Das sorgte für einen sprunghaften Anstieg von installierter privater Ladeinfrastruktur und somit einem weiteren wichtigen Baustein, um Elektromobilität insgesamt populärer zu machen. Verstärkt wurde dieser Ansatz 2021 durch ein neues Gesetz, welches Bauherrn von Gebäuden mit mehr als fünf Stellplätzen zur Installation der nötigen Anschlusstechnik für Wallboxen verpflichtet.
Zudem existieren weitere Gesetze und vor allem Förderprogramme auf Bundes-, Landes- und niedrigeren Ebenen, die ebenfalls die Ladestruktur möglichst schnell auf einen adäquaten Stand bringen sollen. Der Erfolg:
- Im Mai 2022 gab es in Deutschland 28.907 öffentlich zugängliche Ladestationen.
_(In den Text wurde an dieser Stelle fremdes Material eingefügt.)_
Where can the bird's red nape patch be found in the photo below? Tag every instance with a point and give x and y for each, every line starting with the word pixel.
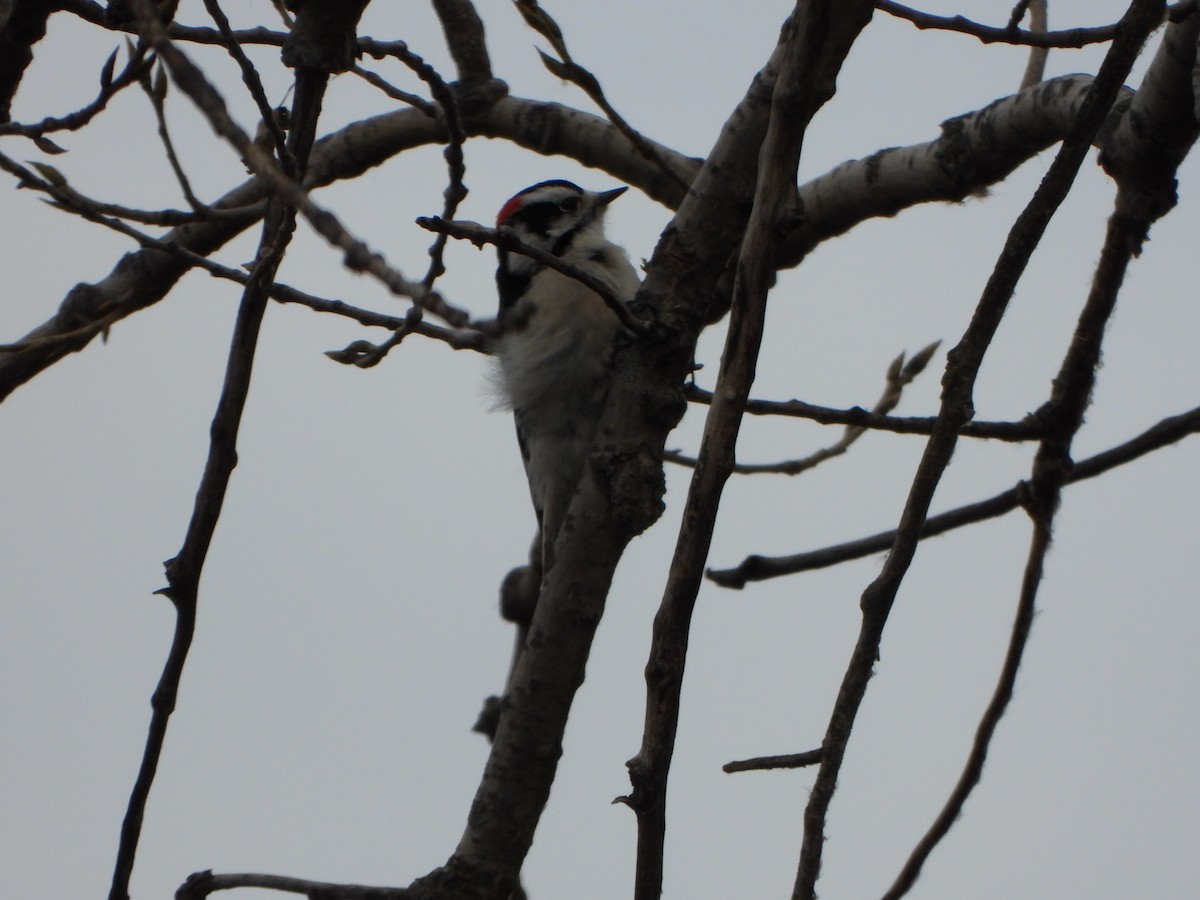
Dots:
pixel 508 209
- Im gleichen Zeitraum gab es hierzulande jedoch nur 14.458 herkömmliche Tankstellen.
Die Richtung ist diesbezüglich klar erkennbar: Möglichst jedes Elektrofahrzeug soll eine niedrigschwellige Möglichkeit vorfinden, um im ganz normalen Alltagsbetrieb aufgeladen werden zu können, ohne dass der Besitzer dabei untragbare Umwege oder Zeitverzögerungen in Kauf nehmen muss – daher existieren unter anderem Förderprogramme, die Unternehmen unterstützen, wenn sie nichtöffentliche Ladepunkte für ihre Mitarbeiter einrichten.
Vereinheitlichte Stecker
Um Strom zu bekommen, muss ein Elektrofahrzeug natürlich mit jedem irgendwie gearteten Ladepunkt verbunden werden. Hier muss der Fokus erneut die Deutschlandebene verlassen und sich global ausrichten: Auf der Welt existieren zahlreiche verschiedene Netzspannungen, Netzfrequenzen und nicht zuletzt Steckertypen – auf die allgemeine Elektrik bezogen.
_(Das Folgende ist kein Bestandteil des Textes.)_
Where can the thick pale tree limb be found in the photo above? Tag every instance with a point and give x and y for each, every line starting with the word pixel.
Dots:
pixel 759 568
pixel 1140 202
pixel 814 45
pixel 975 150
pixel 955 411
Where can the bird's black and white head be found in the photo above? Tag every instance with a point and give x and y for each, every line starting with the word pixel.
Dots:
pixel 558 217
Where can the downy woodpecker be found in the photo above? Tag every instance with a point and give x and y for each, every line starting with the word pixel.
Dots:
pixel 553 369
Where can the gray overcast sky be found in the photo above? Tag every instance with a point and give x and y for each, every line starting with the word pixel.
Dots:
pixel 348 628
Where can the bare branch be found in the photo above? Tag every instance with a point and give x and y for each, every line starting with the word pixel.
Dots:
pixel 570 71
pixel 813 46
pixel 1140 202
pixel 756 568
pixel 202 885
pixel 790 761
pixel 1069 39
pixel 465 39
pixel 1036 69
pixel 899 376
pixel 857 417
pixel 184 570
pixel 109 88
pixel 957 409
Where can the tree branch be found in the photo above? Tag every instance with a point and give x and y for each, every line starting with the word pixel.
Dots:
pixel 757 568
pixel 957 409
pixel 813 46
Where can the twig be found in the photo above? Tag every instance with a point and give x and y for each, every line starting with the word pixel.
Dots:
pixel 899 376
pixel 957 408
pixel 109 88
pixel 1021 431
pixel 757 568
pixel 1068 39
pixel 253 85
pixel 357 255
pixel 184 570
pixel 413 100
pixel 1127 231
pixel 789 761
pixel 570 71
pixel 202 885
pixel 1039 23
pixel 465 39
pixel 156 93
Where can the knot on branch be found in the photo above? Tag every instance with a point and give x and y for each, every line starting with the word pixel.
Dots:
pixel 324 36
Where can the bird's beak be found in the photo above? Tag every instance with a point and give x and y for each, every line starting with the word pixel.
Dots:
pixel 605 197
Die globale Elektromobilität mit einer ähnlichen Vielfalt weitermachen zu lassen (vor allem bei den Steckern), wäre im höchsten Maß kontraproduktiv. Diesbezüglich gleicht sich nach einigen Jahren der Experimente mittlerweile alles allmählich an: In Europa herrschen Typ-2 und CCS- beziehungsweise Combo-2-Stecker vor. Die einzige Ausnahme stellen Tesla-Fahrzeuge mit ihrem (anders belegten) Typ-2-Derivat dar.
Derartiges ist äußerst wichtig. Denn nur, wenn es möglichst wenige Steckertypen gibt, kann ein gezielter Ausbau der Ladeinfrastruktur erfolgen. Eine Elektromobilität, bei der Fahrer an jeder fremden Ladesäule prüfen müssten, ob diese ihren Anschluss überhaupt besitzt oder wo das Mitführen zahlreicher Adapter nötig wäre, wäre äußerst unattraktiv – verständlicherweise.
Offene Baustellen
Die Elektromobilität hat nicht zuletzt in Deutschland in kurzer Zeit vieles nach- und aufgeholt, was als großes Hindernis für den Mobilitätswandel galt. Allerdings täuscht dies nicht über das Vorhandensein einiger Punkte hinweg, die sich weiterhin als hinderlich erweisen:
- Bezahlsysteme: Es gibt bei öffentlich zugänglichen Ladesäulen ein enormes Chaos an Bezahlsystemen und Bezahlarten. Nur an wenigen Ladepunkten ist es beispielsweise möglich, mit EC- oder Kreditkarten zu zahlen. Vielfach sind irgendwelche Abonnements nötig und teils verschiedenste Apps unterschiedlicher Anbieter zu installieren.
Allerdings handelt es sich bei dieser Baustelle um eine mit konkretem Ablaufdatum: Ab Juli 2023 muss jede neue Ladesäule automatisch ein Kartenterminal als Basis enthalten. Weitere Bezahlsysteme bleiben unangetastet. - Förderlücken: Private Hausbesitzer und öffentliche Stellen werden massiv beim Ausbau von Ladeinfrastruktur gefördert. Bis auf das Mieterstrommodell existiert jedoch bislang noch kein umfassender Ansatz für Mehrparteiengebäude und Wohnanlagen. Da jedoch die meisten Deutschen in solchen Gebäuden leben, verbleibt eine Lücke.
- Stromnetzausbau: Langfristig müssen mehr als 40 Millionen Verbrenner allein in Deutschland durch Elektrofahrzeuge ersetzt werden. Aktuell kann das Stromnetz die damit einhergehenden Leistungsanforderungen tragen. Ob das allerdings in Zukunft durch den nötigen Ausbau weiterhin so bleiben wird – vor allem aus Stromkostensicht – ist nicht so sicher. Zudem muss der Impakt der Elektromobilität auf den Gesamtstrombedarf betrachtet werden, wodurch der Wandel zu einer möglichst grünen Stromerzeugung ebenfalls teurer und aufwendiger wird.